Yang jelas pada zaman demokrasi ini terjadi penurunan kemanusiaan dengan sangat drastis dan kehancuran budi pekerti secara bertahap dalam tempo yang cepat. Perlombaan mengejar kemewahan menjadi hal biasa sambil tidak mempedulikan penderitaan orang lain. Bahkan, orang yang tidak menderita dibuat menderita. Diseranglah mereka secara fisik maupun nonfisik agr dapat dicuri harta dan sumber daya alamnya. Kalau perlu, nyawa mereka pun dibeli juga.

Mungkin kalau dulu banyak orang berprestasi dan bermanfaat bagi manusia karena energi yang dimiliki mereka tidak tersedot memikirkan politik. Tidak terlalu banyak orang yang hidup dalam hiruk pikuk politik. Dengan demikian, setiap orang energinya terkonsentrasi terhadap keahlian yang dimilikinya masing-masing sehingga terus menggali dan mencipta sampai peranan hidupnya di dunia ini berakhir dengan meninggalkan karya-karya penting.

Berbeda dengan pada zaman demokrasi, semua orang bisa dibilang dipusingkan dengan urusan politik. Setiap ada celah sedikit untuk berpolitik dan mendapatkan kekuasaan, orang-orang segera berebut. Mereka berlelah-lelah mengejar dengan meninggalkan hal-hal lain yang sebenarnya bisa dilakukan dengan lebih baik. Misalnya, dokter akan lebih baik jika terus berkarya dalam kedokterannya sampai benar-benar bermanfaat bagi manusia, bukan hanya sekedar cari uang terus jadi distributor obat yang dijual kepada pasiennya. Karena zaman demokrasi ini selalu dipusingkan dengan politik, banyak juga dokter yang ikut ramai cari kursi kekuasaan, bahkan dokter gigi hewan pun ikut-ikutan. Maaf para dokter yang baik. Itu hanya sekedar contoh yang memprihatinkan. Demikian pula dengan profesi-profesi lain, akan lebih baik terus berkarir dan berkarya dalam keahliannya masing-masing sehingga benar-benar mumpuni dan mampu lebih memberikan lagi manfaat bagi orang lain. Biarkanlah mereka yang benar-benar berpolitik adalah orang-orang yang memahami politik dan memiliki tanggung jawab serta kejujuran politik. Tak perlu semua profesi ikut-ikutan politik, lalu pindah profesi jadi politikus. Artis juga ikut latah cari kekuasaan dengan menggunakan pesonanya.

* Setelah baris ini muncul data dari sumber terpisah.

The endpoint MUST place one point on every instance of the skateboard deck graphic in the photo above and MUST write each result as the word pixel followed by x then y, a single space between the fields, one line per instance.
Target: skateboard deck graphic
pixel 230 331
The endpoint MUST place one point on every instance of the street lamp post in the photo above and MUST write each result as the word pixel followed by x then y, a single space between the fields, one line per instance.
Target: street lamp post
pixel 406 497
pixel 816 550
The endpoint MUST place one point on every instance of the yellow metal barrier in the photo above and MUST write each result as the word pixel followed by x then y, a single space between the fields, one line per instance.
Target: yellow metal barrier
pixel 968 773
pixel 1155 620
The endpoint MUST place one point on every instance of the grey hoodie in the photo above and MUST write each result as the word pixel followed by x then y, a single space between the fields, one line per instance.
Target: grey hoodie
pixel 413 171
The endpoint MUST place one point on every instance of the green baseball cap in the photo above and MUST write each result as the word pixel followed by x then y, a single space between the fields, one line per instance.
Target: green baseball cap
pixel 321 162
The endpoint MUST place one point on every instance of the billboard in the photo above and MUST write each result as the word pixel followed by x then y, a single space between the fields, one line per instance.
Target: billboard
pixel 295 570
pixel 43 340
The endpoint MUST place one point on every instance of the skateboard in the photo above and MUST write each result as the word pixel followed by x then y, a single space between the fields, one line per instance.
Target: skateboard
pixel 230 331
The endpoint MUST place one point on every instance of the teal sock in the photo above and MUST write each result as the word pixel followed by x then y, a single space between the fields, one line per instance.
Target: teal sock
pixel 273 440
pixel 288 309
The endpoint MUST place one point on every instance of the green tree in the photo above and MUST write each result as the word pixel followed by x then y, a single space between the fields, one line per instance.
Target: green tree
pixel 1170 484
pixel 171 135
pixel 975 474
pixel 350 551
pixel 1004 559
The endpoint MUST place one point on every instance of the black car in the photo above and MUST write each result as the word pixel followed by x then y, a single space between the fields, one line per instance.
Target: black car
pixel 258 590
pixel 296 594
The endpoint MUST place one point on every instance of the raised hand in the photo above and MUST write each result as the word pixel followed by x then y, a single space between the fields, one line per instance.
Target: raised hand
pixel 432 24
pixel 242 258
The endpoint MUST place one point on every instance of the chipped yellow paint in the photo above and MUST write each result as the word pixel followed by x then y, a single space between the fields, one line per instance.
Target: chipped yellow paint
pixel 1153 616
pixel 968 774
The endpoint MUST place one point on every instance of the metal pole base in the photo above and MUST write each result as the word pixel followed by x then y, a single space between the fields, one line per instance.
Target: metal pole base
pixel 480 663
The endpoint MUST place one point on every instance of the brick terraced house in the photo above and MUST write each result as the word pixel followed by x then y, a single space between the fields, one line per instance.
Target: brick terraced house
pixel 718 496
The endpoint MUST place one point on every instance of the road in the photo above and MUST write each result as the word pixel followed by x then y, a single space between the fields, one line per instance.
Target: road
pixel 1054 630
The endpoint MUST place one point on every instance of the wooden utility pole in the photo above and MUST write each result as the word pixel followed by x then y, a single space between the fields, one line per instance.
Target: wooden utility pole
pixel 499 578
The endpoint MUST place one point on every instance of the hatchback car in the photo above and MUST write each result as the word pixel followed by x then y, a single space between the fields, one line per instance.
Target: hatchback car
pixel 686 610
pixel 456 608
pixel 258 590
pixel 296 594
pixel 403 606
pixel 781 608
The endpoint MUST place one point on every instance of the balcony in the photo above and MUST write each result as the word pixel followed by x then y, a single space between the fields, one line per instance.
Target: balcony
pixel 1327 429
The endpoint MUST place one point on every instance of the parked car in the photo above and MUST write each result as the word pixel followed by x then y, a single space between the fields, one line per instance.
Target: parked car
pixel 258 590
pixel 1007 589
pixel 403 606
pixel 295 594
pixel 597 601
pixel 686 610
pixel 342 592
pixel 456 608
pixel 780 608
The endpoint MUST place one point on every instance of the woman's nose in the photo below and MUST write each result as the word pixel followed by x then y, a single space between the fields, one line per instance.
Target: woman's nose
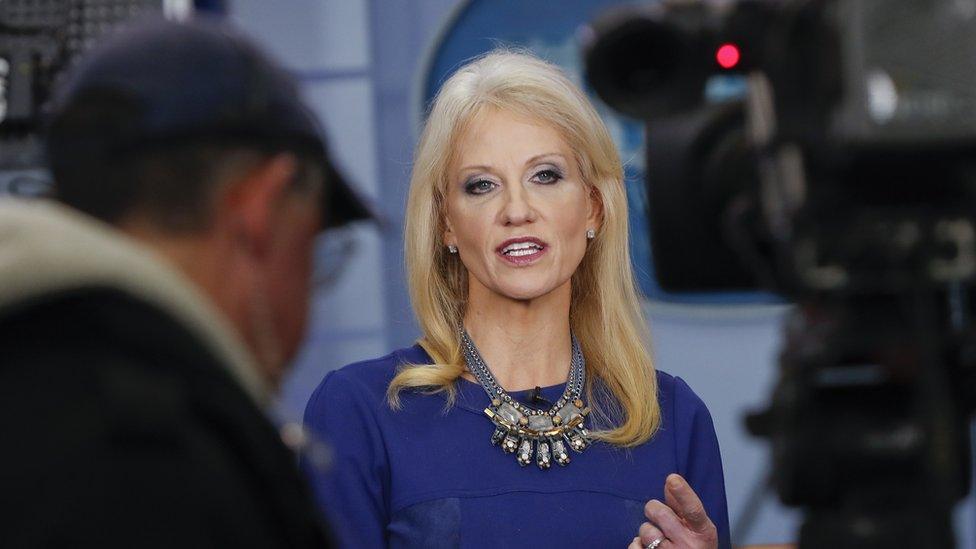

Artinya, pada zaman demokrasi ini pengetahuan yang hebat-hebat itu sulit terjadi karena orang sangat disibukkan oleh politik. Profesi yang paling menguntungkan dalam dunia demokrasi adalah menjadi penguasa atau pengusaha, kalau bisa, dua-duanya sekaligus. Kalaupun ada kelihatan pengetahuan yang sedang berkembang, jalannya sangat lambat dan cenderung tak sampai tujuan.

Sekedar saran, coba hitung sendiri sambil merenung, berapa banyak ilmu dan manusia berprestasi pada zaman tak ada demokrasi dan pada saat demokrasi diagungkan. Lalu, bandingkan.

Masihkah kita percaya dengan demokrasi?